How many elements of order $2$ does Sym $6$ have?

Question

First, I will answer the following question:

''How many elements of order $2$ does Sym $5$ have?''

The answer is:

$(12),(13),(14),(15),(23),(24),(25),(34),(35),(45),(12)(34),(12)(35),(12)(45),(13)(24),(13)(25),(13)(45),(14)(23),(14)(25),(14)(35),(15)(23),(15)(24),(15)(35), $

that is, there are 22 elements of order $2$ does Sym $5$ have.

I omitted 3 products of two transpositions; the correct number for S5 is 25. Thanks @BrianM.Scott

• How many elements of order $2$ does Sym $6$ have?

I can compute as a manual but it will be too long. Is there any easy method to find it? Thanks...

Answer 1

One can always count all the elements of order $2$ in $S_6$.

Since we have six elements to play with, it's clear that elements of order two look either like $(ab)$, $(ab)(cd)$ or $(ab)(cd)(ef)$.

• First we find all the elements that look like $(ab)(cd)(ef)$. There are ${6\choose 2} = 15$ ways to create a 2-cycle $(ab)$. To get $(ab)(cd)$ we have ${4\choose 2}=6$ options left.
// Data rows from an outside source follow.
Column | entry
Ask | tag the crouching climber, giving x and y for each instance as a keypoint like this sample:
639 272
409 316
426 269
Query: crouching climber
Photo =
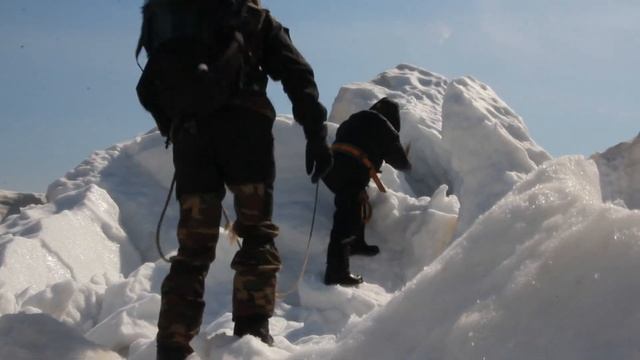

Next, there's only one possible choice left to get $(ab)(cd)(ef)$. Finally, by canceling the $3!$ repetitions due to ordering 3 cycles, we get $$ \frac{15 \times 6 \times 1}{3!} = 15 $$

• Similarly, for $(ab)(cd)$ we have $$ \frac{15 \times 6}{2!} = 45 $$

• Finally, for $(ab)$ we have $$ {6\choose 2} = 15 $$

Therefore there are $15 + 45 + 15=75$ elements of order $2$ in $S_6$.

Answer 2

One way is to use GAP, like so:

gap> G:=SymmetricGroup(5);
Sym( [ 1 .. 5 ] )
gap> Ord2:=[];
[  ]
gap> for g in G do if Order(g)=2 then AddSet(Ord2, g); fi; od; Print(Size(Ord2));
25

and

gap> H:=SymmetricGroup(6);
Sym( [ 1 .. 6 ] )
gap> Order2:=[];
[  ]
gap> for h in H do if Order(h)=2 then AddSet(Order2, h); fi; od; Print(Size(Order2));
75

Answer 3

The sequence of these numbers is OEIS A001189; there apparently isn’t a really nice closed form, but there is a recurrence that is easy to use.

Let $a_n$ be the number of elements of order $2$ in $S_n$. Each such element $\pi\in S_n$ gives rise to a corresponding element of $S_{n+1}$ that agrees with $\pi$ on $[n]$ and fixes $n+1$. Each of the remaining elements of order $2$ in $S_{n+1}$ must be either a transposition $(k,n+1)$ for some $k\in[n]$, or the product of such a transposition a permutation of $[n]\setminus\{k\}$ of order $2$. There are $a_{n-1}$ permutations of $[n]\setminus\{k\}$ of order $2$, so

$$a_{n+1}=a_n+n(1+a_{n-1})\;,$$

where $a_1=0$ and $a_2=1$.

Answer 4

Involutions (elements of order 2) in $S_n$ are precisely the products of $c_2 \ge 1$ disjoint transpositions (2-cycles). If $c_1$ is the number of fixed points, then $$c_1 + 2c_2 = n.$$ By the cycle type counting formula, there are $$\frac{n!}{c_1! 2^{c_2} c_2!}$$ involutions of this form. Summing this over $1 \le c_2 \le n/2$ we can count the number of involutions in any $S_n$.

For $n = 5$ we have $$\frac{5!}{3! 2^1 1!} + \frac{5!}{1! 2^2 2!} = 10 + 15 = 25$$ involutions.

For $n = 6$ we have $$\frac{6!}{4! 2^1 1!} + \frac{6!}{2! 2^2 2!} + \frac{6!}{0! 2^3 3!} = 15 + 45 + 15 = 75$$ involutions.